Lu dans le cadre du défi "Rentrée littéraire 2013".

Le site de l'auteur: Bastien Fournier.

 

Après "Le Cri de Riehmers Hofgarten", l'écrivain valaisan Bastien Fournier trace son sillon d'écrivain romand à l'indéniable personnalité. Paru dernièrement aux éditions de l'Aire, son dernier opus, "La Fugue", s'inscrit dans le prolongement de "Pholoé" - qui évoquait déjà une fugue. Il se distingue par ailleurs par une sensualité exacerbée, déjà présente dans "Pholoé", et qui s'exprime dès les premières lignes de l'ouvrage.

 

De premières lignes certes statiques, puisqu'elles dessinent le portrait d'un personnage. Pourtant, que de fascination dans ces phrases construites comme un gros plan photographique! Celles-ci dépeignent l'éveil d'une jeune femme - qui fait écho à l'éveil du jour.

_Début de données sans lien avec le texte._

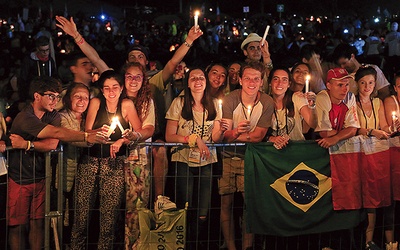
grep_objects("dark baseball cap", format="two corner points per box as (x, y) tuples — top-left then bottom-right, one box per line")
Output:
(128, 45), (149, 60)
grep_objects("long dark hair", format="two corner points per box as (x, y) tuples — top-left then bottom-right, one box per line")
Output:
(205, 62), (228, 98)
(182, 68), (217, 121)
(268, 67), (294, 117)
(122, 62), (152, 121)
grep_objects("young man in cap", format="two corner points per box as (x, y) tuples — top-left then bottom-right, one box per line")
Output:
(18, 36), (58, 101)
(240, 33), (273, 94)
(212, 61), (274, 250)
(315, 68), (360, 148)
(332, 44), (390, 101)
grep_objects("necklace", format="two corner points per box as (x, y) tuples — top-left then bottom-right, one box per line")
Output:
(105, 105), (118, 124)
(356, 95), (377, 129)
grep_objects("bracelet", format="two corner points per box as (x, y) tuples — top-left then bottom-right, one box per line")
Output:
(188, 134), (197, 148)
(233, 129), (240, 139)
(183, 40), (193, 48)
(74, 32), (81, 40)
(83, 132), (89, 141)
(135, 132), (143, 142)
(75, 37), (85, 46)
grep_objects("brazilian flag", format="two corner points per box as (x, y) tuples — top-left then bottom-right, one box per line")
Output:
(245, 141), (361, 236)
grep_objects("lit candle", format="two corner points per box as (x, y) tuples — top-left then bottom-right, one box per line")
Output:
(261, 25), (269, 46)
(113, 117), (125, 133)
(194, 11), (199, 29)
(305, 75), (310, 93)
(392, 111), (397, 132)
(107, 117), (118, 137)
(218, 99), (222, 115)
(247, 105), (251, 121)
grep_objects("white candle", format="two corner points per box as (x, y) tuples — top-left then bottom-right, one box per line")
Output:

Le simple fait que cette scène d'éveil se place en début de roman, et que la fille dépeinte soit nue, dans un chalet en rase campagne, donne tout de suite le ton: il sera question d'éléments essentiels. Cela est encore souligné par la sensualité de l'écriture, qui s'attarde volontiers sur les parties du corps de la fille ("L'air circulait sur ses chevilles, montait le long des jambes, s'insinuait à l'arrière des genoux et entre ses cuisses. Ses épaules libres baignaient dans la douceur de la température.") et relègue à l'arrière-plan, sans regret, les artifices du décor des monts italiens.

 

Mais l'émerveillement né de la vision d'une jeune femme nue qui s'éveille en communion avec la nature ne saurait constituer, à lui seul, l'étoffe d'un roman. Du coup, l'auteur casse l'enchantement au deuxième chapitre. C'est à ce prix que l'action décolle, si ténue qu'elle soit, enrichie de quelques personnages qui la font passer d'un état statique à une mouvance dynamique. Le lecteur cesse de fantasmer sur cette fille seule, à lui offerte le temps d'à peine deux pages: il y a là un paysan qui la reluque, et aussi Peter, l'Allemand âgé, qui l'héberge. Plus tard, viendra aussi son compagnon... puisqu'il s'agit quand même d'une fugue.

 

La fugue, démarche de mouvement, s'inscrit en en effet en faux avec l'image initiale du roman. Pour ce qui est de la fille fugueuse, l'auteur en montre le résultat, étonnamment immobile; en parallèle, il montre les efforts dynamiques de son compagnon, parfois arrosés de bière, transportés en voiture, pour la retrouver. L'alternance s'installe dès lors. Et le gars, de bières en amourettes, va refaire à sa façon la fugue de la compagne qu'il pourchasse. Mais l'amour est-il présent?...

 

Et côté fille, l'enchantement cède brutalement la place à la violence d'étreintes non désirées: "Elle voulut s'esquiver. Il saisit ses avant-bras, les écarta, exerça sur elle une forte poussée qui la précipita sur le lit. Elle se débattit. Il se jeta sur elle. Elle lui griffa le torse. Il cria et la frappa au visage. Le sang monta dans sa tête avec la chaleur et la douleur de la gifle. [...]" Un viol aux ambiances haletantes qui, du fait de l'alternance serrée des points de vue mise en place par l'auteur, devient à la fois un dialogue et un combat dont les acteurs frappent alternativement - à la manière d'une corrida, peut-être, ou d'un match de boxe. Un combat, aussi, qui trouve son vainqueur et sa vaincue, soumise: "Elle remua la tête des deux côtés, une dernière fois; oppressée par le poids et la force de l'homme elle abandonna toute résistance et laissa son érection fouiller dans ses cuisses."

 

De Berlin à l'Italie, il fallait, force nous est de le constater, que Bastien Fournier écrive un roman dont le titre soit, de façon très directe, "La Fugue". De l'enchantement des sens à la brutalité du réel, son dernier bref ouvrage s'avère poignant. Il captive son lectorat grâce à des chapitres si courts qu'ils ont l'allure de brèves séquences. Le lecteur admirera par ailleurs l'écriture poétique de l'écrivain valaisan, forte dans ses effets et dans une mise en scène qui déconstruit progressivement l'enchantement créé par la vision excessivement idyllique d'une jeune fille qui s'éveille, fraîche et nue, dans la beauté intacte de la campagne italienne.

 

Bastien Fournier, La Fugue, Vevey, L'Aire, 2013.